Tens of thousands of Australian commuters — mainly in the state of Victoria — have been left stranded by several copper robberies, with thieves risking death by electric shock to steal the precious metal from rail networks for the energy-hungry Chinese market.

In New South Wales, which contains Mudgee, the state government has urged people to help prevent the theft after robbers ran off with communication cables and copper from electricity depots.

Apparently Australia is not alone in this. Surging demand in India and China is also driving a wave of copper thefts in the United States and the United Kingdom.

NSW Energy Minister Ian Macdonald this year said thieves had even stolen copper vases from a Sydney cemetery to melt down for black-market export.

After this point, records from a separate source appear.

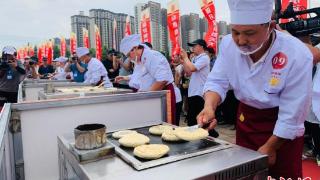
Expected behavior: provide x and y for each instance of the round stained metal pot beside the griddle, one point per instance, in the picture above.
(90, 136)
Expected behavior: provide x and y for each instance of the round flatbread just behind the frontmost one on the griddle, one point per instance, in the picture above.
(134, 140)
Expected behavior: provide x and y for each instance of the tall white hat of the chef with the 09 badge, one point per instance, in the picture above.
(250, 12)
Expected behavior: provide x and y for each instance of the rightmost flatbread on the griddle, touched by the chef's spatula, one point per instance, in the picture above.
(191, 135)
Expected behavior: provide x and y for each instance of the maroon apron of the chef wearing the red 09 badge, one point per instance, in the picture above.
(255, 127)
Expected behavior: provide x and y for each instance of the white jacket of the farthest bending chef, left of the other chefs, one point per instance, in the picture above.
(95, 71)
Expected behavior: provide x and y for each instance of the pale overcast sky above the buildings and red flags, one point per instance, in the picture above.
(35, 21)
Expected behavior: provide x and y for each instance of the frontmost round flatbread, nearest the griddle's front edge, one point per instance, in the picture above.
(151, 151)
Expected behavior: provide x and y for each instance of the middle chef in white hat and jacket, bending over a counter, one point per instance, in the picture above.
(152, 71)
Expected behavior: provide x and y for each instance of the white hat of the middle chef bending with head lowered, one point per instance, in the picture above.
(129, 42)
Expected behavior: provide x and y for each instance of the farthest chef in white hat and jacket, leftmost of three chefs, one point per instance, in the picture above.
(96, 73)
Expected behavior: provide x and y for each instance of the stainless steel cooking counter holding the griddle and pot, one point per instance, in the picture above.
(218, 161)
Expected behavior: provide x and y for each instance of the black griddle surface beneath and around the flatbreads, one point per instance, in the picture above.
(176, 148)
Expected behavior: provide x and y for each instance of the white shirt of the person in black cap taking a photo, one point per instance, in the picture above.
(199, 77)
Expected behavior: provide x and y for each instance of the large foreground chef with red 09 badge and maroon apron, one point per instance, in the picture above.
(270, 73)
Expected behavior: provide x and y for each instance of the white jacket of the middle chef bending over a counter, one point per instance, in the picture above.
(152, 68)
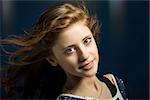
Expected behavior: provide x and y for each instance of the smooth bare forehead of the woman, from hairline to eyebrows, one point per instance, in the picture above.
(73, 34)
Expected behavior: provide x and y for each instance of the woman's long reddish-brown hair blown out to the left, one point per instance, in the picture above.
(29, 61)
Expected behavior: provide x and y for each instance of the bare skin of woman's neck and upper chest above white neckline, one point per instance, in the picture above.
(91, 87)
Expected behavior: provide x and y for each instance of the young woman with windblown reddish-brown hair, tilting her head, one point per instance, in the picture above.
(58, 59)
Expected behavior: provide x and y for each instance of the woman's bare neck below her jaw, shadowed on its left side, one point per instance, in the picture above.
(82, 86)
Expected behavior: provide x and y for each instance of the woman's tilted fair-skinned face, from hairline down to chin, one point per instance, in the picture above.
(76, 52)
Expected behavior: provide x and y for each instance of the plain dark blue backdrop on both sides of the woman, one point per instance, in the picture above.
(124, 44)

Macdonald blamed copper theft for havoc on the state’s main north rail line, with hundreds of metres of copper wire stolen from signal poles.

He said, ‘The global increase in copper prices is fuelled by the Chinese construction boom, with prices increasing five fold since 2001.’

So I am driving to Mudgee. Be quicker that waiting for the Olympics and for someone to return the copper.

PS And let no one write in to tell me Mudgee station is permanently closed. It originally opened in 1884 and was closed for a while but reopened in 2000 when the first train pulled in from Sydney after the reopening of the Mudgee-Gulgong line. So there.